The Oxoid Dryspot Pneumo Test is a latex agglutination test for the detection of capsular antigen from Streptococcus pneumoniae to provide rapid identification of Streptococcus pneumoniae isolated from culture plates and blood culture.

Streptococcus pneumoniae is a primary cause of bacterial pneumonia, meningitis and otitis media. The anti-phagocytic properties of the polysaccharide capsule are the key to the organism’s virulence1. The organism may harmlessly inhabit the upper respiratory tract but may also gain access to the lungs by aspiration where it may establish an acute pneumonia. In addition, this organism also accesses the blood stream and the meninges to cause acute, purulent life-threatening infections2.
The Oxoid Dryspot Pneumo Test uses antibody sensitised blue latex particles dried onto cards covering most of the recognised serological types of pneumococci3,4. The latex will agglutinate in the presence of sufficient antigen to form visible clumps. This test provides a fast and simple screening procedure for Streptococcus pneumoniae.

Components of the kit
DR0421 Dryspot Pneumo Test Reagent Cards.

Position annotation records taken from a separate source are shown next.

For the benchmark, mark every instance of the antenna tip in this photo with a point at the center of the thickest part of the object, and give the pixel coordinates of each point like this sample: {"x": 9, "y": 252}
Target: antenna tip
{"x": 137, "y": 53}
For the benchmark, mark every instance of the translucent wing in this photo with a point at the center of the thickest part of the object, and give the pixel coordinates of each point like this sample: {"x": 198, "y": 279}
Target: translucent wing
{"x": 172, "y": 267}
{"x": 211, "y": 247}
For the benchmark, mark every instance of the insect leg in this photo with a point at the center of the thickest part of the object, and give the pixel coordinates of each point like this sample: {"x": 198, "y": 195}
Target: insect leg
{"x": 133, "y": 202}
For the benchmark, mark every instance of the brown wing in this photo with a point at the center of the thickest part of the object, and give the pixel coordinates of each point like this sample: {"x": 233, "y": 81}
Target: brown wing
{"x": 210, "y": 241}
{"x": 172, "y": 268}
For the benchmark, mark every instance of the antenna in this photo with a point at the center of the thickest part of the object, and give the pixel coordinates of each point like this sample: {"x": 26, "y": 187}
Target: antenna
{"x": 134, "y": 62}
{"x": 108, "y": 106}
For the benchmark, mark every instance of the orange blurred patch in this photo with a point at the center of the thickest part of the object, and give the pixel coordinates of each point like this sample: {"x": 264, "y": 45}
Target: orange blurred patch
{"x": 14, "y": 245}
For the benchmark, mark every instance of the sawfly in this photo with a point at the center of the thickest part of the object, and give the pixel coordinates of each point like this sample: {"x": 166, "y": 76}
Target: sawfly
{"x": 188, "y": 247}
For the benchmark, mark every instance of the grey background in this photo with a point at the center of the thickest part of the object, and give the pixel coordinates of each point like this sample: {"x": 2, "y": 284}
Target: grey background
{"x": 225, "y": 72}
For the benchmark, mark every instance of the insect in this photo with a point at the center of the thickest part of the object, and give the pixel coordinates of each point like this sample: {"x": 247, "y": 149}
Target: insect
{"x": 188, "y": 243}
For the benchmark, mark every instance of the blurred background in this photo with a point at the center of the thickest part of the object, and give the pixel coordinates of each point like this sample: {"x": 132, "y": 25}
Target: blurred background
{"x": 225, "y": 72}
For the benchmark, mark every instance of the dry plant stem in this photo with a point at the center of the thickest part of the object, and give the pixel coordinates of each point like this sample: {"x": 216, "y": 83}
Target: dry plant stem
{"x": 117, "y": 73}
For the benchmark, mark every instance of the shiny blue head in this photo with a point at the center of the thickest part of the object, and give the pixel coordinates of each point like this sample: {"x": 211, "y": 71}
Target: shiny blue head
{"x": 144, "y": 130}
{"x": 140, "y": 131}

Blue latex particles coated with rabbit antibodies specifically reactive with the recognised serological types of pneumococci and dried onto cards (Test Reaction Area).
Blue latex particles sensitised with non-reactive globulin (Control Reaction Area).
Two pouches each containing 10 cards and a moisture absorbent sachet. There are 3 Test Reaction Areas and 3 Control Reaction Areas on each card – 60 tests in total.
DR0422 Positive Control Strips (20 sticks – pink spots).
Pink dyed inactivated antigenic extract of Streptococcus pneumoniae.
DR0423 Negative Control Strips (20 sticks – green spots).
Green dyed inactivated extract of Aerococcus viridans.
Phosphate Buffered Saline (PBS)
pH 7.3 ± 0.1. Contains 0.095% sodium azide as a preservative.
Mixing paddles.
Instruction leaflet.
2 x Clips for sealing pouches.

Materials required but not provided
Sterile microbiological loop.
Laboratory disinfectant e.g. Sodium hypochlorite solution >1.3% w/v.
Laboratory Centrifuge.

This product is for in vitro diagnostic use only.
Specimen materials may contain pathogenic organisms, handle with appropriate precautions.
Sodium azide may react with lead and copper plumbing to form highly explosive metal azides. If reagents containing sodium azide are disposed of in a sink, they should be flushed with plenty of water to prevent build up of metal azides.

Storage and Opening
The kit must be stored between 2- 25°C. If stored in a cold environment, allow pouches to reach room temperature before opening to prevent condensation of moisture on the cards. The Dryspot reagents will deteriorate and may give false results if they are allowed to absorb moisture.
Once opened, remove the number of cards required for immediate testing (testing within the next 10 minutes) and re-seal
the pouch immediately by clamping the open end of the bag between the two halves of the plastic clip provided.
The Control Sticks are also provided in a moisture-impermeable pouch. Ensure that the same techniques are used to avoid moisture damage.
The kit should not be used beyond the expiry date printed on the outside of the carton.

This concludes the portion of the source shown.